Los orígenes fundantes de esta mecánica sexual pueden rastrearse en los propios dibujos de Fellini, no solo en los story-boards que delineaban sus filmes, inconclusos y postergados, como El Viaje de G. Mastorna concebido a dúo con Milo Manara, sino en las caricaturas domésticas nacidas del azar de sus lápices de colores: mujeres de pechos metafísicos y vulvas amenazantes, genitales gigantescos y cuerpos cuyas formas desafían continuamente el equilibrio (v.gr., ver colección de dibujos publicada en Cahiers du Cinéma, Nº 513,  París, mayo de 1997, y recordar a la inalcanzable vestal Anita Ekberg emergiendo de la Fontana di Trevi en La Dolce Vita -1960- y del aviso publicitario del episodio rodado por Fellini para Boccaccio '70 ("Las tentaciones del Dr. Antonio", 1962), así como a la vendedora de tabaco, desmesuradamente láctea, de Amarcord).

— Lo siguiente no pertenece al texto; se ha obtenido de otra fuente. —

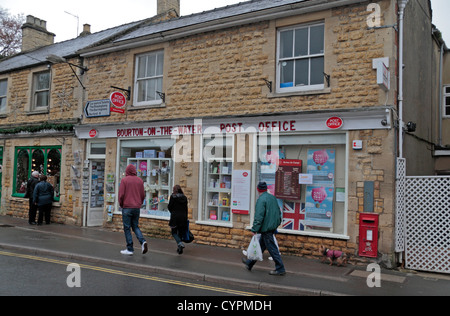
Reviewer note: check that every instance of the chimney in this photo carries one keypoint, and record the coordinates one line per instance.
(165, 6)
(35, 34)
(86, 30)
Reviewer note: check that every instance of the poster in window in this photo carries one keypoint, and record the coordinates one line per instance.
(240, 197)
(287, 184)
(319, 206)
(321, 164)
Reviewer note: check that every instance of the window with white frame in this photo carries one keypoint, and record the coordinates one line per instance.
(41, 91)
(3, 93)
(149, 78)
(300, 58)
(447, 101)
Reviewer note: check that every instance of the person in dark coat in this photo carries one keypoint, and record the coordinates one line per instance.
(31, 184)
(178, 208)
(43, 197)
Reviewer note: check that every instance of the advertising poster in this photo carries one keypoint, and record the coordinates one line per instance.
(319, 206)
(268, 166)
(321, 164)
(287, 186)
(240, 196)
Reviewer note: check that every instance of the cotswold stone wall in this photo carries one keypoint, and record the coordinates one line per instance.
(221, 74)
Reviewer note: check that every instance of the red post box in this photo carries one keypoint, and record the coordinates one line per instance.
(368, 235)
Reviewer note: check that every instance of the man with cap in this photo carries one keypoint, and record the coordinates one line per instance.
(267, 219)
(31, 184)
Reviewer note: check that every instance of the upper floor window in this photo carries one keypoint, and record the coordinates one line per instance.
(41, 91)
(447, 101)
(3, 93)
(300, 58)
(149, 78)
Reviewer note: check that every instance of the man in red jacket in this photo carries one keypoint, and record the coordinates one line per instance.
(131, 197)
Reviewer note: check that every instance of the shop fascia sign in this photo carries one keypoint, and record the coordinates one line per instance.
(352, 120)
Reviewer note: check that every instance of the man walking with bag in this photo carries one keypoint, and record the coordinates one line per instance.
(131, 197)
(267, 219)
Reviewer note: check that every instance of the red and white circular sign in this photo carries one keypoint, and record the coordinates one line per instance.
(93, 133)
(118, 99)
(335, 123)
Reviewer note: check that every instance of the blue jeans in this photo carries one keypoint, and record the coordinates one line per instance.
(130, 218)
(268, 242)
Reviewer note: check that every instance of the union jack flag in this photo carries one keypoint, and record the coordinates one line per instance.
(293, 216)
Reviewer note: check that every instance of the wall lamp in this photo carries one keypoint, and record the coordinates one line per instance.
(60, 60)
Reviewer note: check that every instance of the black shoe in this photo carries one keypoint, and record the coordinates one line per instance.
(244, 261)
(180, 248)
(275, 272)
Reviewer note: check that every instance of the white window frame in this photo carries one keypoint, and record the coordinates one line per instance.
(34, 106)
(445, 106)
(4, 97)
(308, 57)
(202, 220)
(158, 101)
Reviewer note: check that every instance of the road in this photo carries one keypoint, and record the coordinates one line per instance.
(28, 275)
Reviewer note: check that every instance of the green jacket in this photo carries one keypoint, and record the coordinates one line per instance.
(267, 214)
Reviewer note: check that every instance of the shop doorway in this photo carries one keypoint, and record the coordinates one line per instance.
(96, 193)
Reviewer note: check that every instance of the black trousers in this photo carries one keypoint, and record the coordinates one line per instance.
(44, 210)
(32, 211)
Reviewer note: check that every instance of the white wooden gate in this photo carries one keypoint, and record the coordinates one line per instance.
(423, 226)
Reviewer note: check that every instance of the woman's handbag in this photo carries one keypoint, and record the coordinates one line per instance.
(188, 237)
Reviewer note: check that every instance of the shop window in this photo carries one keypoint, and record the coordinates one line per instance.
(45, 160)
(153, 161)
(149, 79)
(301, 58)
(3, 93)
(307, 175)
(217, 179)
(447, 101)
(41, 91)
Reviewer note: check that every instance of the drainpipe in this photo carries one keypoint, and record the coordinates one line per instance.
(401, 13)
(441, 105)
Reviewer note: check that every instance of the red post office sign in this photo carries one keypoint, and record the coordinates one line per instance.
(93, 133)
(118, 102)
(335, 123)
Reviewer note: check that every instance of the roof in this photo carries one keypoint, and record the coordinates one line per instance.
(64, 49)
(208, 16)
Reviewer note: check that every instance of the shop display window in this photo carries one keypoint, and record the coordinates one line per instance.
(307, 175)
(45, 160)
(217, 171)
(154, 165)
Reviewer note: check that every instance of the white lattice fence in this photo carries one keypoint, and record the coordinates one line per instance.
(427, 208)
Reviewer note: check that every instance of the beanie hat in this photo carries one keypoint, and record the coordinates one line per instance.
(262, 186)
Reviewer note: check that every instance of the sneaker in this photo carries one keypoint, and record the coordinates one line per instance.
(144, 248)
(244, 261)
(180, 248)
(275, 272)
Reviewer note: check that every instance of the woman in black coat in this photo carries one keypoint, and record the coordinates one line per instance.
(178, 216)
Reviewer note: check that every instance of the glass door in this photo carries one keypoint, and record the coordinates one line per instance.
(96, 193)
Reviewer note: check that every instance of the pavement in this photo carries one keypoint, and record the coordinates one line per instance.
(304, 277)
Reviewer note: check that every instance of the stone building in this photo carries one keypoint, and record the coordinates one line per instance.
(300, 94)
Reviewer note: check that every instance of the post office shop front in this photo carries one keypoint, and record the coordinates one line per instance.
(218, 162)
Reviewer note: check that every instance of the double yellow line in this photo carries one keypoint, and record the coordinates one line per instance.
(132, 275)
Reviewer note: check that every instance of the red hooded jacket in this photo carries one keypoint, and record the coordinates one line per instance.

En Fellini Satyricon, el sexo es una sed dolorosa. La de una ninfómana de muñecas atadas en un carro ominoso, la de una Ariadna voraz y enfurecida ante un Encolpio impotente, la de la maga Enotea condenada a expulsar fuego de su vagina. Un ejército exiliado de la inocencia, una inocencia que todos, aun poetas y niños, han perdido.


El hermafrodita vidente debería ser, por su doble condición sexual, un poderoso semidios aéreo y es tan solo una criatura albina, dormida e inerme, que muere ahogada de sed en el desierto. El sexo de Fellini huele a misterios temibles, como ese enorme pez muerto izado al buque donde rodará la cabeza de Lica. Y el amor presagia desastres: Gitón y Encolpio se aman urgentemente en las entrañas de un edificio que se derrumbará. 

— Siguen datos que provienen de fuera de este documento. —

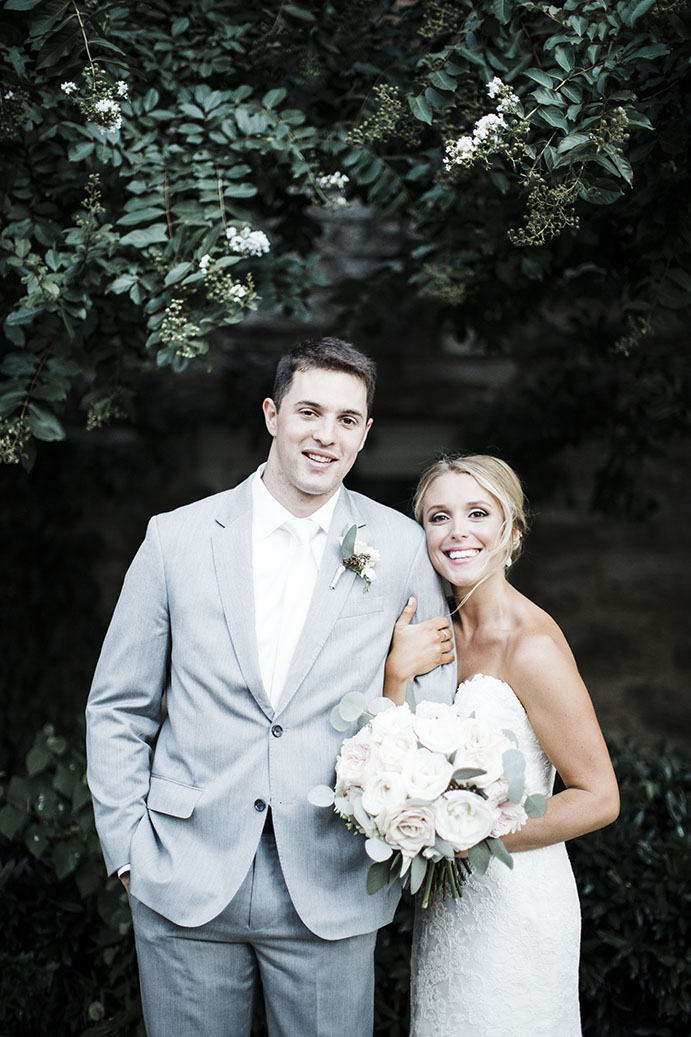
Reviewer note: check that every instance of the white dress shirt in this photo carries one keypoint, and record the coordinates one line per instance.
(271, 548)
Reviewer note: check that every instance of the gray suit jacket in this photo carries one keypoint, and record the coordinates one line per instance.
(178, 790)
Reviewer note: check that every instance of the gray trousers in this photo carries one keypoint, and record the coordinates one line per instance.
(200, 982)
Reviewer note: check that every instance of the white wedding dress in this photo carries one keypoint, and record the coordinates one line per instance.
(502, 960)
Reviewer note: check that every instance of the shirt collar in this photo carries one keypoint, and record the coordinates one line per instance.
(269, 514)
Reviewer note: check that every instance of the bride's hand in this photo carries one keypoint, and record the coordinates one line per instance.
(417, 648)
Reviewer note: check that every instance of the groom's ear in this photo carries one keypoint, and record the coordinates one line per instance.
(364, 438)
(270, 414)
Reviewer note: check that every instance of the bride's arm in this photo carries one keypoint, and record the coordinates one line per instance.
(545, 677)
(416, 648)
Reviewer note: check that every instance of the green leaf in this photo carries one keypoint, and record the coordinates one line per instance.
(377, 849)
(420, 108)
(140, 216)
(573, 140)
(273, 97)
(554, 117)
(378, 876)
(35, 841)
(177, 273)
(442, 81)
(352, 705)
(418, 870)
(148, 235)
(44, 424)
(11, 819)
(540, 77)
(81, 150)
(564, 57)
(638, 11)
(36, 760)
(321, 795)
(502, 10)
(498, 849)
(479, 857)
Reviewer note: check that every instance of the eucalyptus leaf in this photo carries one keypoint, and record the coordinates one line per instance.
(337, 721)
(352, 705)
(498, 849)
(479, 857)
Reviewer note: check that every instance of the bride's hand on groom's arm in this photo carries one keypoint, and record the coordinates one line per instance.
(416, 648)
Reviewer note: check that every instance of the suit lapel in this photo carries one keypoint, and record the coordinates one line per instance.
(327, 603)
(231, 545)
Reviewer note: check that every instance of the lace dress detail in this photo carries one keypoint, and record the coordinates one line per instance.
(502, 961)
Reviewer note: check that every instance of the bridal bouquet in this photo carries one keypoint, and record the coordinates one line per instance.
(423, 785)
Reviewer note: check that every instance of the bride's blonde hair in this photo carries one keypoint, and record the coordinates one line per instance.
(501, 481)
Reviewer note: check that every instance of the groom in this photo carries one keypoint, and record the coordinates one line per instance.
(208, 724)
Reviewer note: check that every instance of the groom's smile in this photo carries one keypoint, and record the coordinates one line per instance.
(319, 429)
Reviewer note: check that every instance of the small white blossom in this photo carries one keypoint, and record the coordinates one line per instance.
(330, 180)
(106, 105)
(238, 291)
(246, 242)
(509, 106)
(494, 87)
(460, 152)
(490, 128)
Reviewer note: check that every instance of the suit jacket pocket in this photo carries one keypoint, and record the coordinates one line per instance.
(361, 603)
(169, 796)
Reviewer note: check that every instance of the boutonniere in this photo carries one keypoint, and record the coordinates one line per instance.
(358, 557)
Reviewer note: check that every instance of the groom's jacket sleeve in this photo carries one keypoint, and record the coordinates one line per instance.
(125, 706)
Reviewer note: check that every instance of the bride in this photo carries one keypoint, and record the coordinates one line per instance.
(502, 961)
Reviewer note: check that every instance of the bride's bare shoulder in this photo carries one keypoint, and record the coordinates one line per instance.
(537, 641)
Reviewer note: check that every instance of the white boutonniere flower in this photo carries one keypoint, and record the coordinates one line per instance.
(358, 557)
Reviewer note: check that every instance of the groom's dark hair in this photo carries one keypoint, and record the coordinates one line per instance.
(327, 355)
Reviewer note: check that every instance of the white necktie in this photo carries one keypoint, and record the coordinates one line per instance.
(300, 579)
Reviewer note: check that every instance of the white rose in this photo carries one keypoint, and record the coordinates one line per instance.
(464, 818)
(512, 817)
(408, 830)
(353, 762)
(440, 727)
(425, 775)
(391, 752)
(390, 723)
(383, 790)
(481, 747)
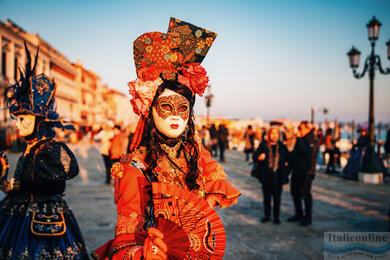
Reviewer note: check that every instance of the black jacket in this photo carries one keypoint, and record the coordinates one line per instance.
(304, 155)
(264, 173)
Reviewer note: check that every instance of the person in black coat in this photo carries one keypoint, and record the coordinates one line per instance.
(304, 159)
(272, 159)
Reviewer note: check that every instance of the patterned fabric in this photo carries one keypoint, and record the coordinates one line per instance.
(136, 207)
(166, 53)
(4, 166)
(52, 165)
(33, 95)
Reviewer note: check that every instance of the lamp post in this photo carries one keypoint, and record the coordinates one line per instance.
(372, 62)
(313, 111)
(209, 100)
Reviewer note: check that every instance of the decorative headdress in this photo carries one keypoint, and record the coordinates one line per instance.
(33, 95)
(172, 56)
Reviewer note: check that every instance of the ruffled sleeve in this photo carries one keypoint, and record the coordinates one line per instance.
(55, 162)
(131, 196)
(47, 168)
(219, 192)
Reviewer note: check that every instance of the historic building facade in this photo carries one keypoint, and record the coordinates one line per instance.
(81, 97)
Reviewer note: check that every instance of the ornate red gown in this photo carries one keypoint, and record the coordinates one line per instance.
(137, 210)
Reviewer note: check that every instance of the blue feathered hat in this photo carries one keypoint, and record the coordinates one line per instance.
(33, 95)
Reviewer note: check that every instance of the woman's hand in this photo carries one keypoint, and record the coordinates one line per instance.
(9, 185)
(261, 157)
(154, 246)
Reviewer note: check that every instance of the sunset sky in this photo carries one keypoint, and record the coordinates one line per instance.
(271, 59)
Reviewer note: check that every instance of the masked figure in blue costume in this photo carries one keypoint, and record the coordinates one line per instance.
(35, 221)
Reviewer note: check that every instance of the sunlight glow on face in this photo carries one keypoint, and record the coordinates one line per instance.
(25, 124)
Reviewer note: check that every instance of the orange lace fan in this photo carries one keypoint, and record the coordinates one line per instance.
(199, 221)
(174, 237)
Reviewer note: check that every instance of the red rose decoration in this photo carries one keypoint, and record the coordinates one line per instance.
(194, 77)
(148, 73)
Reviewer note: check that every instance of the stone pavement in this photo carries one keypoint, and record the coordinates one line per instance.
(339, 205)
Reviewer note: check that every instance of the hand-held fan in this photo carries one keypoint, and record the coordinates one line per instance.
(200, 222)
(174, 237)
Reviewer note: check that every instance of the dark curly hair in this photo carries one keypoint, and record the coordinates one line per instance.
(152, 137)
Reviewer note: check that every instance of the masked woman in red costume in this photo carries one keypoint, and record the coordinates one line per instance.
(169, 175)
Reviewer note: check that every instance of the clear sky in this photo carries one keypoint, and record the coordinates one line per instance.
(271, 59)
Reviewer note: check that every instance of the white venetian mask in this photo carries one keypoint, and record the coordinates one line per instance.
(171, 113)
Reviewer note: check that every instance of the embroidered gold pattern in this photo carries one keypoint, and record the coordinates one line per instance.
(117, 170)
(128, 224)
(219, 174)
(171, 151)
(65, 159)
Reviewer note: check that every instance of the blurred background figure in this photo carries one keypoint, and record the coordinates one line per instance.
(204, 135)
(321, 152)
(304, 159)
(249, 138)
(105, 136)
(214, 140)
(272, 159)
(118, 144)
(223, 139)
(330, 150)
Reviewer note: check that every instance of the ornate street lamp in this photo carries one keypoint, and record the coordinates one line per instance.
(372, 62)
(209, 100)
(354, 57)
(314, 110)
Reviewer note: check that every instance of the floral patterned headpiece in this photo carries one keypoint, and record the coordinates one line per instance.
(175, 55)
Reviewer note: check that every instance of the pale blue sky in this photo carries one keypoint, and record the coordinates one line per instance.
(270, 59)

Pese a todo, Fellini, como Petronio, se ríe. Saben que todo pasa y que, a lo sumo, seremos rostros pintados sobre piedras rotas, como esa última imagen con la que completó el texto volátil de Satyricon.






Fellini mismo debió desconocer el nombre exacto de esos terrores para cuyo exorcismo se armó de una cámara. Solo él sabrá, en ese paraíso alla Cinecittà donde finge estar muerto, el nombre exacto de lo que vio a través de la lente de esa cámara, ojo de la cerradura y versión privada de las llaves del reino. El reino del Federico-niño que sobrevivió en sus ojos, el que se fugó durante siete días con un circo ambulante para desesperación de su familia y regresó a su casa para bautizar, en un acto maravilloso de auto-protección indeleble, las cuatro esquinas de su cama infantil con los nombres mágicos de cuatro cines. Los cuatro cines de Rímini, la ciudad en la que había nacido.







Publicado originalmente en La huella y el río - Imágenes y reflejos del latín y la cultura latina, Colegio Nacional de Buenos Aires, Universidad de Buenos Aires, 2000.